Tiga pintu masuk itu merupakan daerah perbatasan Papua dan Papua Niugini, Kota Sorong, serta Kota Mimika. Pemetaan itu berdasarkan hasil investigasi Komnas HAM pada 2011 dan 2018.
Kepala Perwakilan Komnas HAM Wilayah Papua Frits Ramandey mengatakan, penyelundup memakai jalan tikus di perbatasan RI-PNG. ”Perbatasan yang dilalui di antaranya daerah Skouw-Wutung di Kota Jayapura, daerah Sota di Merauke, dan Pegunungan Bintang,” papar Frits.

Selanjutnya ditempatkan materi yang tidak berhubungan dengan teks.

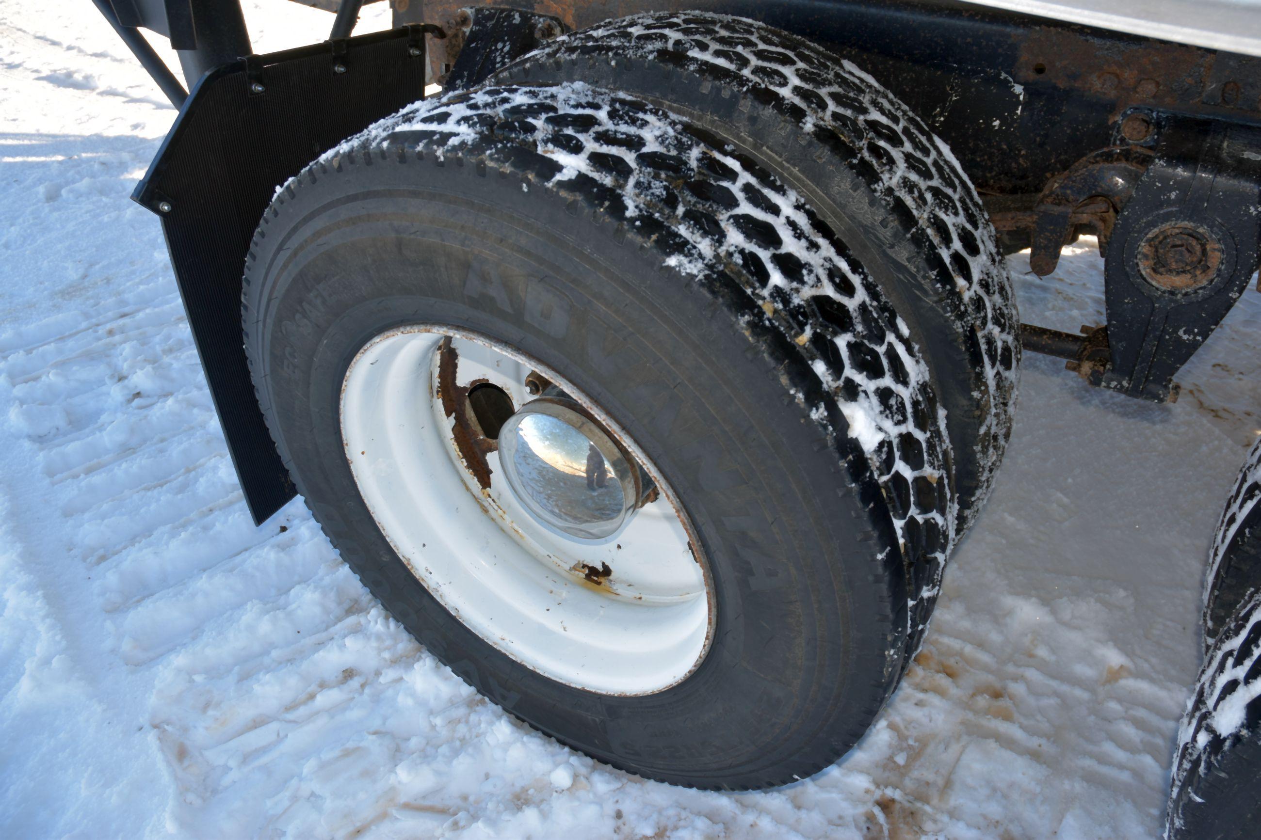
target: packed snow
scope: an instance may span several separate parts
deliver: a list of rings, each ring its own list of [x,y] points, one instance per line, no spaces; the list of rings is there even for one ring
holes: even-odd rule
[[[246,8],[260,49],[332,20]],[[88,4],[0,0],[0,835],[1159,834],[1207,552],[1258,427],[1261,295],[1175,406],[1026,356],[994,495],[875,728],[789,787],[675,788],[480,699],[300,501],[253,528],[158,222],[127,200],[174,110]],[[1101,322],[1090,243],[1011,270],[1024,320]]]

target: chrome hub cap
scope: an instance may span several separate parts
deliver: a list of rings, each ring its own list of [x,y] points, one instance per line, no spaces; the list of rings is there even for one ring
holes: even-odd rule
[[[483,336],[391,330],[347,370],[342,437],[398,557],[508,656],[622,695],[704,659],[712,587],[678,500],[557,372]]]

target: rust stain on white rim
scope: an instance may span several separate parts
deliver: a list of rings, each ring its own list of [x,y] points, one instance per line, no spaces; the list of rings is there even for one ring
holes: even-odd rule
[[[661,489],[608,538],[575,539],[530,514],[488,456],[491,487],[465,467],[438,394],[438,350],[459,350],[459,383],[484,379],[514,408],[526,374],[562,387]],[[377,335],[342,384],[342,440],[377,526],[426,589],[492,646],[574,688],[647,695],[687,679],[709,652],[709,565],[660,471],[599,406],[557,372],[483,335],[412,325]],[[584,568],[612,573],[591,583]]]

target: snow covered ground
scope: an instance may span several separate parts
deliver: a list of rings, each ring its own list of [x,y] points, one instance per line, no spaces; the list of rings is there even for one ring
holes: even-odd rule
[[[330,21],[246,5],[260,49]],[[700,793],[482,700],[300,502],[252,526],[158,222],[127,200],[173,117],[90,4],[0,0],[0,835],[1159,831],[1206,549],[1258,427],[1261,295],[1175,406],[1028,358],[994,501],[879,724],[812,780]],[[1101,321],[1093,248],[1011,268],[1026,321]]]

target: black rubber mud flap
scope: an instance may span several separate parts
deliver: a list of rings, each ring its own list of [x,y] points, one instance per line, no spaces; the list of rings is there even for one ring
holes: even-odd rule
[[[425,28],[433,30],[433,28]],[[251,55],[193,88],[132,199],[163,233],[214,408],[255,523],[294,496],[250,382],[241,275],[276,188],[424,97],[421,26]]]

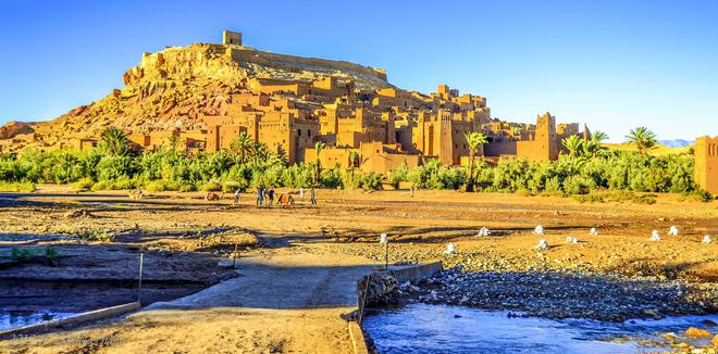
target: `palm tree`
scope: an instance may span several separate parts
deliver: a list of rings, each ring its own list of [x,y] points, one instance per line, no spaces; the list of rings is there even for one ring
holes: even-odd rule
[[[569,156],[573,157],[578,152],[581,151],[581,147],[583,147],[583,139],[579,138],[579,136],[570,136],[568,138],[564,138],[561,144],[564,144],[564,147],[569,151]]]
[[[629,135],[626,136],[626,142],[635,144],[635,148],[639,149],[639,152],[642,154],[647,153],[648,150],[658,144],[656,135],[646,127],[631,129]]]
[[[606,148],[601,146],[601,142],[608,139],[608,135],[603,131],[594,131],[591,134],[591,139],[583,142],[583,154],[587,156],[596,156],[601,151]]]
[[[112,156],[125,156],[129,154],[129,139],[124,131],[109,127],[102,131],[102,150]]]
[[[317,141],[317,143],[314,143],[314,150],[317,150],[317,174],[314,176],[314,182],[319,182],[319,175],[322,172],[322,164],[319,160],[319,154],[322,152],[322,150],[324,150],[325,147],[326,143],[322,141]]]
[[[249,154],[255,160],[255,162],[260,162],[267,160],[267,157],[269,157],[270,152],[264,143],[256,141],[249,148]]]
[[[608,140],[608,135],[603,132],[603,131],[596,130],[596,131],[591,134],[591,140],[593,140],[595,142],[602,142],[604,140]]]
[[[487,143],[488,140],[486,139],[485,135],[478,131],[471,131],[466,134],[465,136],[467,138],[467,143],[469,144],[469,156],[470,156],[469,178],[467,179],[467,192],[472,192],[473,167],[474,167],[474,160],[476,159],[476,152],[479,152],[479,147],[483,146],[484,143]]]
[[[239,163],[245,163],[247,161],[247,152],[252,148],[251,138],[247,131],[243,131],[239,136],[230,142],[230,153],[233,156],[239,156]]]

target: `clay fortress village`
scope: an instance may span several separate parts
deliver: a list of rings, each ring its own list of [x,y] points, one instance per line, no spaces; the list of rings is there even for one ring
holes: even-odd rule
[[[188,153],[216,152],[228,148],[246,132],[252,141],[264,143],[290,164],[314,161],[315,143],[321,141],[326,147],[320,154],[322,165],[355,165],[364,172],[385,174],[404,164],[417,167],[430,159],[437,159],[444,165],[468,164],[470,149],[466,135],[472,131],[486,136],[488,142],[476,151],[476,156],[488,163],[517,157],[556,160],[565,150],[564,138],[578,135],[589,139],[591,136],[585,125],[580,131],[578,123],[557,124],[549,113],[538,115],[535,124],[492,118],[484,97],[460,93],[447,85],[438,85],[436,92],[424,94],[392,86],[386,72],[380,68],[261,52],[243,46],[240,33],[224,30],[222,45],[194,46],[211,46],[213,52],[239,66],[271,66],[278,68],[282,75],[272,75],[272,71],[245,75],[221,100],[213,101],[220,103],[212,105],[212,110],[163,110],[157,111],[156,116],[125,124],[122,128],[136,148],[158,149],[174,136],[178,139],[173,140],[181,141],[181,148]],[[173,49],[145,53],[141,63],[125,73],[127,88],[152,73],[166,77],[168,63],[177,61],[172,56],[184,53],[182,48]],[[207,75],[221,75],[222,69]],[[298,74],[286,75],[287,72]],[[312,73],[308,76],[311,79],[301,75],[307,72]],[[110,99],[121,98],[124,91],[114,90]],[[132,96],[136,101],[147,99],[144,91]],[[69,113],[70,117],[82,113],[77,110]],[[65,126],[70,117],[55,121],[67,121],[62,122]],[[148,123],[152,119],[174,122],[175,118],[191,124],[158,128],[157,124]],[[104,124],[121,125],[111,121]],[[187,129],[189,126],[191,128]],[[0,140],[0,151],[17,150],[49,139],[42,137],[41,129],[37,127],[4,137]],[[44,146],[91,149],[98,143],[100,130],[95,130],[95,136],[88,136],[87,131],[81,124],[70,137],[63,137],[66,141],[46,141]],[[715,148],[716,143],[708,141],[706,146]],[[352,151],[356,153],[350,153]]]

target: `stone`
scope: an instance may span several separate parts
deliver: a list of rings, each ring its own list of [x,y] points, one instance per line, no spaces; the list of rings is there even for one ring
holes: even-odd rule
[[[708,338],[710,337],[710,332],[705,329],[691,327],[685,330],[685,336],[692,338]]]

Juru bicara Tentara Pembebasan Nasional Organisasi Papua Merdeka (TPN-OPM), Sebby Sambom, mengatakan, mereka dengan mudah mendapatkan amunisi dan senjata api sejak 2006. Dana untuk itu dikatakan menggunakan dana OPM sendiri dan sumbangan dari sejumlah donatur yang peduli dengan perjuangan Papua untuk meraih kemerdekaan.
Pihak yang ditugaskan untuk membeli senjata dan amunisi adalah simpatisan OPM yang bermukim di ibu kota sejumlah kabupaten di Papua, misalnya Mimika dan Nabire. ”Kami mudah mendapatkan amunisi dan senjata api dari sejumlah daerah, seperti Ambon. Sebab, kami tahu pihak yang menjual amunisi dan senjata api sangat membutuhkan uang untuk kebutuhan hidupnya sehari-hari,” ujar Sebby.
Sebby menyatakan, OPM kini memiliki sekitar 1.000 pucuk senjata api, baik dari hasil pembelian maupun hasil rampasan dari anggota TNI-Polri. Senjata ini tersebar di 33 kelompok militer OPM.